Where Saudi Oil Infrastructure Remains Vulnerable

By: Energy Capital Research Group
Harvest Exchange
January 24, 2018

Where Saudi Oil Infrastructure Remains Vulnerable

Missile You Like Crazy

Over a decade ago, I was involved in assessing the vulnerability of Saudi oil installations. The target was to determine risk factors in designing revised security protocols for virtually everything from field security, through processing, to tanker/pipeline shipments.

Then, the primary focus was Al-Qaeda and associated/related groups. Today, we are confronting a more nation-centered source and far more destructive potential.

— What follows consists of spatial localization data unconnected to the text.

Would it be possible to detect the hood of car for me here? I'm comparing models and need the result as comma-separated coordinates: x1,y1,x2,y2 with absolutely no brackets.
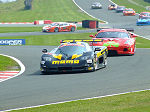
94,38,132,47
52,53,83,60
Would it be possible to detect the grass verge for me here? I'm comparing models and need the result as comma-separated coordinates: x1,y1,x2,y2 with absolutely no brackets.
0,0,99,22
0,55,20,71
0,27,90,33
112,0,150,13
0,33,150,48
9,90,150,112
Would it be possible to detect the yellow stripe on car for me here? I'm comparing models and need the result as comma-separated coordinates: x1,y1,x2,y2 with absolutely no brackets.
71,54,82,60
97,48,107,57
53,54,62,60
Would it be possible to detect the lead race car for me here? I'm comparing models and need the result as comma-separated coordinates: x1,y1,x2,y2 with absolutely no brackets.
40,39,108,73
89,28,137,55
42,22,77,32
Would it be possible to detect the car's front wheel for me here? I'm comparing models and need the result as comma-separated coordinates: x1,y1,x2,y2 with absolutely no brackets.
54,28,59,32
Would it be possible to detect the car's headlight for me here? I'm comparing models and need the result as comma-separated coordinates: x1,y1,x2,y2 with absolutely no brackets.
86,59,93,64
42,57,52,61
124,40,130,44
81,56,89,60
41,61,45,65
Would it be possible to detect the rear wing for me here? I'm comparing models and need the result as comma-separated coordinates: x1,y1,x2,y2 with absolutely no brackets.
60,39,103,43
97,28,134,32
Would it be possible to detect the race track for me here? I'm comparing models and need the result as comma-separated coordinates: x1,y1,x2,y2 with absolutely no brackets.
0,0,150,111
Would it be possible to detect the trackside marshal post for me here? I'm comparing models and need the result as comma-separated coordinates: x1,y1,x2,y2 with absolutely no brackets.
0,39,25,45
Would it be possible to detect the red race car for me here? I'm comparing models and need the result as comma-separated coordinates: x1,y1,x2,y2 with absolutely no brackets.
139,12,150,19
89,28,137,55
42,22,77,32
123,8,136,16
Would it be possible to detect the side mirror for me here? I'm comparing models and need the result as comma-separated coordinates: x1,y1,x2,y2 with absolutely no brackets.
94,47,101,51
130,33,137,38
42,49,48,53
89,35,94,37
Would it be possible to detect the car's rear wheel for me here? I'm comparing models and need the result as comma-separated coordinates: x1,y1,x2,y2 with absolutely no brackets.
93,56,98,71
71,27,75,32
54,28,59,32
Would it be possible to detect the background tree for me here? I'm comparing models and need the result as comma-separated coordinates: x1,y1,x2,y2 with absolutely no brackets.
24,0,33,10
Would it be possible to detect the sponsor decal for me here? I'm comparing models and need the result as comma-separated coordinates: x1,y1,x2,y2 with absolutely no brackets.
52,60,79,64
0,39,25,45
103,41,119,47
53,54,62,60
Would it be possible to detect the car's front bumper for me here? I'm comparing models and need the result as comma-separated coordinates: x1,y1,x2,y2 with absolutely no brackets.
40,61,94,73
107,46,134,55
136,22,150,26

A significant overhaul of safety procedures followed the release of that report. Nonetheless, a series of attacks/episodes followed that pointed toward a continuing problem. Aramco, the national oil company, remains tight-lipped on the number of attacks thwarted by Saudi security.

However, following an incident several month ago, which the company has still not completely explained, concerns are again being addressed. In late July of last year, a fire occurred at the large Yanbu refinery complex on the Red Sea coast. After several days of silence, Riyadh said it was the result of a power transformer blowing at a gate.

Yanbu is one of three main installations on the west coast of the Saudi peninsula, connected via the nation’s dominant pipeline system to the primary oil producing regions and operations in the east.

Unfortunately, there is another, more disquieting explanation. This one involves an H-2 Burkan (“Volcano”) medium-range missile fired from Yemen by Houthis rebels embroiled in a protracted civil war against the Saudis. This version had more regional media exposure, including headlines in Iranian newspapers. And Teheran ought to know.

The Burkan line of missiles is an Iranian version of a Russian Scud and has been provided to the Houthis. As indicated below, Yanbu is within the range of the Iranian missile… as are the capital at Riyadh and all of the producing oil assets in the eastern part of the country.

There is another interesting twist in the Yanbu affair. The Houthis have video of the purported missile launch and that video has been widely distributed through the Persian Gulf.

This is hardly a hypothetical exercise. In March of last year, the Houthis fired earlier versions of the Burkan at the King Salman Air Base outside Riyadh and at the main oil administrative complex in the Eastern Province at Dhahran.

As was the case in the Yanbu episode, the Saudi government said nothing for several days until the story had percolated in the regional media. Despite the first attack taking place on March 17, it was not until March 22 that there was any official acknowledgement of the events. On that occasion, the Saudis admitted it was a missile attack but said both had been successfully shot down.

As a “Scud-clone,” the Burkan family of missiles are not known for pinpoint accuracy. But launching in mass and targeting a broader area of installations may offset this.

Yanbu was also the scene of an earlier event, one of those analyzed in the report referenced at the outset of this ECRG Intelligence. On May 1, 2004, militants entered the offices of a petrochemical plant in Yanbu and opened fire on Westerners. Two Americans, two Brits, an Australian and a Canadian were killed in the attack, along with a Saudi National Guardsman. On May 14, 2004, a statement purportedly from Abdel Aziz al-Muqrin (Al-Qaeda’s Saudi chief) claimed responsibility for the attack on behalf of Al-Qaeda’s Yanbu cell.

Today, the Red Sea coast area including Yanbu remains a hotbed of militant activity in Saudi Arabia.